1981 kam der Film »Das Boot« in die Kinos, der ihn vor allem in den USA berühmt machte und als der teuerste bis dato in der BRD produzierte Film galt. Kultcharakter erlangte auch der Soundtrack des Films. 1984 folgte die Verfilmung von Michael Endes »Die unendliche Geschichte«, die tricktechnisch und ästhetisch aus heutiger Sicht ziemlich altbacken wirkt. Dagegen ist sein auch inhaltlich gut gemachter Blockbuster »Outbreak – Lautlose Killer« (1995) mit Dustin Hoffman und Morgan Freeman, in dem er die damals durch die Presse gehenden Ebola-Ausbrüche in Westafrika verarbeitete, seit dem Beginn der Corona-Pandemie zu einem brandaktuellen und in den letzten zwei Jahren viel gesehenen Film geworden.
Petersen, der später vor allem mit großen Budgets und angesagten Starensembles actionlastige Filme machte, versuchte sich auch einmal am Science-Fiction-Genre und adaptierte 1985 kurz vor seinem Umzug nach Hollywood mit »Enemy Mine – Geliebter Feind« eine preisgekrönte SF-Kurzgeschichte, die als etwas zu kitschig geratene Allegorie auf den damals auf dem Höhepunkt befindlichen Kalten Krieg zumindest versöhnliche Töne anschlug und eine pazifistische Grundhaltung mit einem Blockbuster massenpublikumstauglich ins Kino brachte. Weitaus staatstragender war Petersens Film »Air Force One« (1997), in dem Harrison Ford einen heldenhaften und mit seinen Angestellten solidarischen US-Präsidenten gibt, der eine Flugzeugentführung durch Terroristen beendet. Wenn Michael Haneke den seiner Meinung nach technisch gut gemachten Film auch als »übles Propaganda-Machwerk« bezeichnete, galt der Blockbuster damals als Hollywoods Schützenhilfe für die Demokraten unmittelbar nach der Wiederwahl Bill Clintons. Das hinderte aber Donald Trump nicht daran, den Soundtrack des Films für seine Wahlkampagne 2016 zu nutzen und immer wieder zu betonen, wie sehr er Harrison Ford in dem Film bewundere, wenngleich der Schauspieler sich sofort von Trump distanzierte.

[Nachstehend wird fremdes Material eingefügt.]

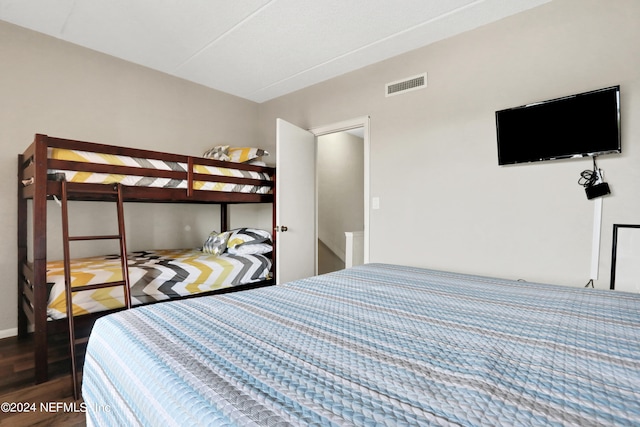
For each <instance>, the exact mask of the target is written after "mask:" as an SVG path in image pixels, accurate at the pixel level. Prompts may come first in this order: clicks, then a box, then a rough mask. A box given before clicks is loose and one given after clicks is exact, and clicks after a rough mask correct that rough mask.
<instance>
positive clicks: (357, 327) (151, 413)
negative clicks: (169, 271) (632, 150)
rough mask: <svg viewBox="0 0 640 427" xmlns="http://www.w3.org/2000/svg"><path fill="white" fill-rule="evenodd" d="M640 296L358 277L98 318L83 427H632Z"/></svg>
mask: <svg viewBox="0 0 640 427" xmlns="http://www.w3.org/2000/svg"><path fill="white" fill-rule="evenodd" d="M639 384H640V295H637V294H630V293H624V292H614V291H608V290H607V291H604V290H597V289H585V288H571V287H560V286H552V285H544V284H535V283H525V282H516V281H509V280H501V279H494V278H488V277H479V276H472V275H464V274H456V273H449V272H441V271H433V270H426V269H420V268H412V267H403V266H395V265H385V264H368V265H365V266H359V267H354V268H350V269H347V270H342V271H339V272H335V273H330V274H326V275H321V276H317V277H312V278H308V279H302V280H298V281H294V282H291V283H288V284H284V285H278V286H274V287H271V288H268V289H267V288H264V289H255V290H250V291H246V292H241V293H233V294H225V295H220V296H211V297H204V298H198V299H194V300H185V301H175V302H170V303H167V304H161V305H156V306H145V307H141V308H136V309H132V310H129V311H127V312H121V313H117V314H115V315H110V316H107V317H103V318H101V319H99V320H98V322H97V323H96V325H95V327H94V329H93V332H92V334H91V337H90V340H89V344H88V349H87V356H86V359H85V369H84V378H83V390H82V392H83V397H84V402H85V404H86V407H87V424H88V425H209V426H215V425H225V426H226V425H406V426H414V425H466V426H472V425H488V426H496V425H527V426H529V425H556V426H560V425H579V426H587V425H625V426H626V425H637V424H638V423H639V422H640V389H639V387H638V385H639Z"/></svg>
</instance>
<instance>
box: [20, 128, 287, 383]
mask: <svg viewBox="0 0 640 427" xmlns="http://www.w3.org/2000/svg"><path fill="white" fill-rule="evenodd" d="M50 148H61V149H71V150H81V151H87V152H93V153H101V154H111V155H122V156H129V157H136V158H143V159H155V160H159V161H167V162H179V163H184V164H187V165H188V171H187V172H182V171H174V170H159V169H147V168H139V167H130V166H113V165H104V164H97V163H86V162H76V161H68V160H55V159H50V158H49V156H48V151H49V149H50ZM194 165H205V166H214V167H221V168H226V169H234V170H242V171H254V172H261V173H267V174H268V175H269V176H270V177H271V180H259V179H253V178H245V177H231V176H219V175H208V174H200V173H196V172H195V171H194ZM49 170H67V171H82V172H93V173H112V174H113V173H115V174H123V175H132V176H143V177H156V178H169V179H176V180H186V181H187V186H186V188H182V189H178V188H158V187H143V186H123V189H122V191H123V201H124V202H156V203H159V202H163V203H210V204H218V205H220V220H221V224H220V228H221V231H226V230H228V228H229V215H228V206H229V205H230V204H240V203H272V205H273V221H274V222H275V209H276V206H275V179H276V173H275V168H271V167H266V166H255V165H248V164H242V163H232V162H222V161H218V160H212V159H205V158H200V157H192V156H185V155H176V154H169V153H162V152H156V151H150V150H141V149H133V148H127V147H119V146H112V145H105V144H97V143H91V142H83V141H76V140H69V139H63V138H53V137H49V136H47V135H42V134H36V135H35V138H34V141H33V143H32V144H31V145H29V147H28V148H27V149H26V150H25V151H24V153H23V154H19V155H18V336H19V337H26V336H27V335H28V330H29V325H30V324H31V325H32V327H33V333H34V341H35V342H34V346H35V347H34V353H35V381H36V383H42V382H45V381H47V380H48V339H49V336H50V335H51V334H53V333H61V332H64V331H68V323H67V319H60V320H48V319H47V303H48V289H47V278H46V273H47V200H51V199H53V198H54V196H55V197H57V198H60V195H61V187H62V185H61V183H60V181H56V180H52V179H49V178H48V174H47V172H48V171H49ZM194 181H201V182H207V181H209V182H216V183H230V184H241V185H258V186H268V187H271V191H270V192H269V194H259V193H239V192H223V191H212V190H195V189H194V185H193V184H194ZM105 185H107V184H89V183H77V184H76V183H74V184H73V186H81V187H82V188H83V189H85V191H83V192H82V193H77V194H74V193H73V186H71V185H68V186H69V200H82V201H115V199H114V198H113V196H103V195H101V194H100V192H99V191H96V192H95V193H89V194H87V192H86V189H92V188H95V189H96V190H98V189H100V188H104V186H105ZM29 199H30V200H32V231H31V233H32V239H31V240H32V242H31V243H32V245H33V246H32V261H30V260H29V259H28V257H29V246H28V243H29V242H28V240H29V238H28V231H27V230H28V219H27V218H28V215H27V213H28V208H29V207H28V203H27V201H28V200H29ZM274 228H275V223H274V224H273V227H272V230H273V229H274ZM275 243H276V242H275V233H274V235H273V248H274V249H273V252H272V254H271V258H272V271H271V278H270V280H266V281H262V282H258V283H252V284H248V285H241V286H235V287H231V288H225V289H220V290H217V291H210V292H205V293H200V294H197V295H194V296H202V295H205V294H212V293H223V292H231V291H235V290H240V289H248V288H255V287H259V286H266V285H272V284H274V283H275V262H273V261H275V250H276V249H275ZM182 298H185V297H182ZM113 311H117V310H112V311H103V312H100V313H95V314H87V315H82V316H78V317H77V320H76V324H77V325H78V326H79V328H85V330H89V329H90V328H91V326H92V325H93V322H94V321H95V319H97V318H98V317H100V316H104V315H106V314H109V313H111V312H113Z"/></svg>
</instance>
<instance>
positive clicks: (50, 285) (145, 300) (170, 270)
mask: <svg viewBox="0 0 640 427" xmlns="http://www.w3.org/2000/svg"><path fill="white" fill-rule="evenodd" d="M127 258H128V265H129V281H130V283H131V303H132V304H133V305H140V304H144V303H149V302H155V301H162V300H168V299H171V298H175V297H180V296H186V295H193V294H198V293H202V292H208V291H214V290H218V289H223V288H228V287H231V286H238V285H243V284H249V283H255V282H259V281H261V280H265V279H267V276H268V275H269V272H270V270H271V259H269V258H267V257H266V256H264V255H233V254H229V253H224V254H222V255H212V254H207V253H204V252H202V251H200V250H198V249H163V250H148V251H137V252H132V253H130V254H129V255H128V256H127ZM121 280H122V269H121V267H120V256H119V255H107V256H95V257H87V258H77V259H72V260H71V286H72V287H74V286H85V285H91V284H95V283H106V282H117V281H121ZM47 283H48V284H49V286H50V288H51V289H50V291H49V302H48V304H47V315H48V316H49V318H50V319H61V318H64V317H67V300H66V296H65V285H64V261H62V260H61V261H50V262H48V263H47ZM119 307H124V292H123V289H122V286H118V287H114V288H107V289H97V290H90V291H82V292H78V293H76V294H74V297H73V313H74V315H76V316H77V315H81V314H87V313H95V312H99V311H105V310H110V309H114V308H119Z"/></svg>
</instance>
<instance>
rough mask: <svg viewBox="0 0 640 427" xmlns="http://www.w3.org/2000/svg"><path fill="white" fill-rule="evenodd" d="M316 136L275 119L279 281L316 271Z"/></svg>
mask: <svg viewBox="0 0 640 427" xmlns="http://www.w3.org/2000/svg"><path fill="white" fill-rule="evenodd" d="M315 141H316V137H315V135H314V134H313V133H311V132H309V131H306V130H304V129H301V128H299V127H297V126H294V125H292V124H291V123H287V122H286V121H284V120H281V119H277V120H276V168H277V169H276V173H277V178H276V231H275V236H274V237H275V240H276V245H277V246H276V283H278V284H280V283H286V282H290V281H292V280H296V279H302V278H304V277H310V276H313V275H315V272H316V143H315Z"/></svg>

Im Jahr 2000 inszenierte Petersen mit »Der Sturm« einen bildgewaltigen Katastrophenfilm, in dem George Clooney und Marc Wahlberg mit turmhohen Wellen in einem stürmischen Atlantik kämpfen, die einen selbst beim Zuschauen schwindlig werden lassen können. 2004 durfte Wolfgang Petersen dann mit »Troja« noch einmal ein ganz großes Starensemble, bestehend unter anderem aus Brad Pitt, Orlando Bloom und Diane Kruger, dirigieren, wenngleich der 175 Millionen Dollar teure Sandalenfilm zwar an der Kinokasse funktionierte, künstlerisch aber nur wenig inspiriert wirkte und aus Homers »Ilias« einen knalligen Actionfilm voller Gewalt und stylischer heldenhafter und testosterongesteuerter Männer machte. Nachdem Petersens Film »Poseidon« (2006) über den spektakulären Untergang eines Kreuzfahrtschiffs ein Misserfolg wurde und an den Kinokassen floppte, zog er sich für zehn Jahre aus dem Filmgeschäft zurück. Er lebte zwar noch in Los Angeles, machte aber in Hollywood keine Filme mehr. 2016 kam dann mit der deutschen Produktion »Vier gegen die Bank« noch einmal ein Film von Petersen in die Kinos, ein Remake seines eigenen Fernsehfilms von 1976, unter anderem mit Till Schweiger und Matthias Schweighöfer. Ein weiteres geplantes Filmprojekt in Deutschland kam wegen der Corona-Pandemie nicht mehr zustande.